Rupert Murdoch: as guerras empresariais da “velha raposa”

Uma das maiores batalhas do empresário aconteceu no início de 2007 para a compra do “The Wall Street Journal”.

O empresário nasceu em Melbourne, na Austrália. Filho de um casal aristocrata, herdou do pai o gosto pelo jornalismo. Começou por pegar na empresa australiana do pai, que controlava um jornal sem grande nome, transformando-a num dos maiores impérios de media, através de administração inteligente e ambiciosa e de uma série de aquisições bem-sucedidas. Assim ganhou o controlo de estúdios de cinema e de canais de televisão pagos, como a FOX, de operadoras de televisão por assinatura (Sky e Direct TV, por exemplo) e de jornais como o “New York Post” ou o “Wall Street Journal”.

Aliás, uma das maiores batalhas do empresário aconteceu no início de 2007 para a compra do “The Wall Street Journal”. Nesse ano, o milionário da News Corp (agora 21st Century Fox), empresa proprietária de uma centena de publicações impressas no mundo, além da rede de canais FOX e de estúdios de cinema , enviou um e-mail ao CEO da Dow Jones (a antiga proprietária do jornal), Richard Zannino, com o objectivo de marcarem um encontro.
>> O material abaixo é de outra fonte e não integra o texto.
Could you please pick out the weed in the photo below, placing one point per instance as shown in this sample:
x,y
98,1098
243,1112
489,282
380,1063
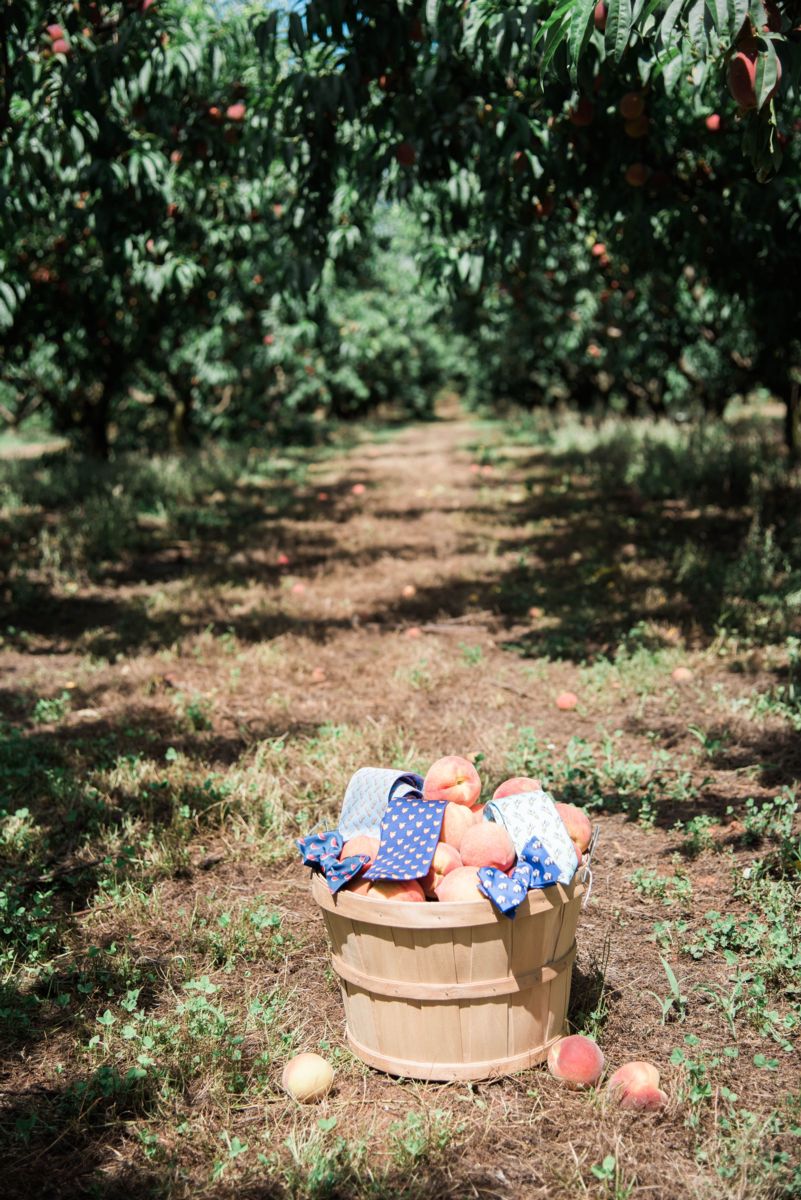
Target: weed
x,y
50,711
668,889
674,1006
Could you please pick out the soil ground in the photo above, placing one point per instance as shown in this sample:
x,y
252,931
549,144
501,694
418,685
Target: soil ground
x,y
211,701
Conhecido por ser um negociador implacável, Zannino explicou-lhe que “geria o negócio, o melhor que sabia” e que “a palavra final caberia sempre à família”. De acordo com Sarah Ellison, autora do livro “War at The Wall Street Journal”, o CEO não tinha interacção com a maioria dos Bancroft presentes no conselho de administração da empresa, alguns deles escritores e filantropos. O magnata iria aproveitar-se deste distanciamento para fazer uma proposta. Em Maio desse ano começou por oferecer 60 cêntimos de dólar por acção (43,9 euros), um prémio de cerca de 65% sobre o preço de mercado (a cotação da Dow Jones rondava na altura os 36 euros). Os Bancroft resistiram à oferta, seguindo os conselhos dos bancos de investimento Goldman Sachs e Merrill Lynch. Murdoch foi paciente e as negociações duraram três meses.
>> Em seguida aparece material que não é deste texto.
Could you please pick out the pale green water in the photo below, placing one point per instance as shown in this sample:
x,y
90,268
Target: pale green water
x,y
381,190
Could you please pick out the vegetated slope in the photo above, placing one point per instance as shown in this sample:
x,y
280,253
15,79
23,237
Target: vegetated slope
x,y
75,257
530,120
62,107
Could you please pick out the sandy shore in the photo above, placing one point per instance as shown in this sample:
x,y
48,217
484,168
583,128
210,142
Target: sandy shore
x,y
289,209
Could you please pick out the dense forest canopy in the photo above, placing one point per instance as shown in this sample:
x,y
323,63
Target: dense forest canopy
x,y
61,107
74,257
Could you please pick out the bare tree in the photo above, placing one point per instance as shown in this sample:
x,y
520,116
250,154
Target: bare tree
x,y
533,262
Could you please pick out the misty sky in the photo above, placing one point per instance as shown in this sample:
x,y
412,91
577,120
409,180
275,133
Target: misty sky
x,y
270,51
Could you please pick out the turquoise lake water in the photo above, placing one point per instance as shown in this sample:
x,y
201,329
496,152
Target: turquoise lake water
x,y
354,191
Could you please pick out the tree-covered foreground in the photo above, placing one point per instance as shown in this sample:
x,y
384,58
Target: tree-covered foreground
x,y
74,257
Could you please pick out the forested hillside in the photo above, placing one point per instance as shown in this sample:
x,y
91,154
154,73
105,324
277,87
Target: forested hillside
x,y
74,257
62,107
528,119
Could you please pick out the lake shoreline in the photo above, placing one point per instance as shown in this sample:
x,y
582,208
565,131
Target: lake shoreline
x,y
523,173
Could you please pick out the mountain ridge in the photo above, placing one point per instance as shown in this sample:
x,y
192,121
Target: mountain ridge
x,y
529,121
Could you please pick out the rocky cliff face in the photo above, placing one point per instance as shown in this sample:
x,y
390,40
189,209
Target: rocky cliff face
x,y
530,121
O “suspense” durou até ao último minuto e a família estava dividida na decisão. Mas quando as negociações pareciam não chegar a bom porto, Murdoch ofereceu-se para pagar os honorários dos consultores e advogados dos Bancroft, uma conta superior a 40 milhões de dólares. Um golpe de uma “velha raposa” habituada a investir nos meios de comunicação social.
Mais tarde, em 2011, o empresário enfrentou outra batalha: pediu desculpas públicas perante o parlamento britânico, após estoirar a bomba das escutas telefónicas no seu grupo de comunicação social, numa tentativa de estancar a ameaça ao seu império e que fez rolar a cabeça de altos executivos da News Corporation. Em apenas duas semanas a capitalização bolsista do grupo caiu 17%, ou seja, mais de oito mil milhões de dólares, um valor apenas sete vezes e meia inferior ao total do ‘império Murdoch’ (quase 60 mil milhões de dólares). Na altura, o magnata estava em 13° lugar entre os mais poderosos do mundo na “Forbes”.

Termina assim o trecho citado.